Interestingly, while fiber feeding induced a shift in microbiota composition with an increase in Bacteroidetes and decrease in Firmicutes (David et al. 2014, De Vadder et al. 2014, 2016, Kovatcheva-Datchary et al. 2015); this was not the explanation of the metabolic benefits conferred on the host by fibers. Instead, the mechanisms explaining the benefits of fiber implied the aforementioned dialog with the host intestinal metabolism, resulting in the activation of IGN and its capacity of signaling to the brain. Accordingly, mice with an intestine-specific knockout of the G6pc gene (the major gene involved in glucose production) still exhibited an overweight and glucose-intolerant phenotype when fed a high-fat diet in conjunction with fiber or succinate (De Vadder et al. 2014, 2016).
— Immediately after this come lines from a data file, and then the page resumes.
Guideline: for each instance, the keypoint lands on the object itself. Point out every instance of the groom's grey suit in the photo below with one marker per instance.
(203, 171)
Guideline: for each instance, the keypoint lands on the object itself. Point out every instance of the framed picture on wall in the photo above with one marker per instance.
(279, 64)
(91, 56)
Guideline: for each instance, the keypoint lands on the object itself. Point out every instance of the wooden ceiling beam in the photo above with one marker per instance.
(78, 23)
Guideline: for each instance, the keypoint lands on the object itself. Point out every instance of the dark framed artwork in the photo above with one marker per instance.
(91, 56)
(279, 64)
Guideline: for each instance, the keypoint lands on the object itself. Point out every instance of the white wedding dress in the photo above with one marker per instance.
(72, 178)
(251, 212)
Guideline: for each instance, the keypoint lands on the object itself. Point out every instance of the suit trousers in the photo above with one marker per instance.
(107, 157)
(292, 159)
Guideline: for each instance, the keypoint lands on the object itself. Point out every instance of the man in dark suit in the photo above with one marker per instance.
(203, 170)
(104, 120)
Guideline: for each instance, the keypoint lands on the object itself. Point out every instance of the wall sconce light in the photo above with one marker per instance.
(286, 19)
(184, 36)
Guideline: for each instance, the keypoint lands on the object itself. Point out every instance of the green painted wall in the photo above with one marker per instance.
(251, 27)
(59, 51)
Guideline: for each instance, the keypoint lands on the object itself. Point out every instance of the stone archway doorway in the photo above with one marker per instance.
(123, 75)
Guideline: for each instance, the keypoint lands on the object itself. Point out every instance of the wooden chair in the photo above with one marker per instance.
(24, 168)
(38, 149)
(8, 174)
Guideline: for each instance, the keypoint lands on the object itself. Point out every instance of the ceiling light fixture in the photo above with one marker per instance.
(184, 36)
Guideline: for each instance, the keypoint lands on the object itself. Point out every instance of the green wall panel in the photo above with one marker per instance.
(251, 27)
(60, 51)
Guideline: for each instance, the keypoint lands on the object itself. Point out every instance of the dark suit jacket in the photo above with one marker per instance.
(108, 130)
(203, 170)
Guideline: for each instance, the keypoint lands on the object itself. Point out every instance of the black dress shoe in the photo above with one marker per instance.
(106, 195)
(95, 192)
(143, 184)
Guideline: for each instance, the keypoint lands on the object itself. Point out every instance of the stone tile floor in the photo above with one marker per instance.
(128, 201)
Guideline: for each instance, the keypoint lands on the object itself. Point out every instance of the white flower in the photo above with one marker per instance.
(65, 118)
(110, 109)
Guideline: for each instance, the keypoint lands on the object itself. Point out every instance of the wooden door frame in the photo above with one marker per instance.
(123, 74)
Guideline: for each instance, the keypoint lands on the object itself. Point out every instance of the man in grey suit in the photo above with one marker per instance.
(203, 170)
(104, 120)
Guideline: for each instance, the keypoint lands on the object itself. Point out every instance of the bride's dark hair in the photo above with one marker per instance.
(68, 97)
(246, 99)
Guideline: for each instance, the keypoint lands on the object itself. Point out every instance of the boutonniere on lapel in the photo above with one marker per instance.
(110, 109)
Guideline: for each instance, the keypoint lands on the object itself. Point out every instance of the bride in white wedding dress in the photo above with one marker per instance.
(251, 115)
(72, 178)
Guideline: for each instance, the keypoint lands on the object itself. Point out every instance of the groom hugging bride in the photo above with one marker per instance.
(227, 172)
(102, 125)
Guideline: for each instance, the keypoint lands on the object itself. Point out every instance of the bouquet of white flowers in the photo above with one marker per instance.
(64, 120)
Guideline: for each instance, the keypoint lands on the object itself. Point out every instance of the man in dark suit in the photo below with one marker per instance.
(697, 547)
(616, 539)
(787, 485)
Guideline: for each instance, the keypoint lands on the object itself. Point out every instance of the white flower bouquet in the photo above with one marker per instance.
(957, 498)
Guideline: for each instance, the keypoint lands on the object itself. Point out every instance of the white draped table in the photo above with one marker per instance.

Interestingly, this phenotype was observed despite changes in the microbiota composition similar to those in their wild-type counterparts. Therefore, it is the capacity of the host to use bacterial metabolites (especially propionate and succinate) to activate gut–brain glucose signaling and not the changes in microbiota composition, that drives the metabolic benefits of SCFAs and succinate.
Declaration of interest
The authors declare that there is no conflict of interest that could be perceived as prejudicing the impartiality of this review.
Funding
This work did not receive any specific grant from any funding agency in the public, commercial, or not-for-profit sector.
Acknowledgements
The authors wish to thank Fredrik Bäckhed and Petia Kovatcheva-Datchary for expert participation in their work in relation with the gut microbiota.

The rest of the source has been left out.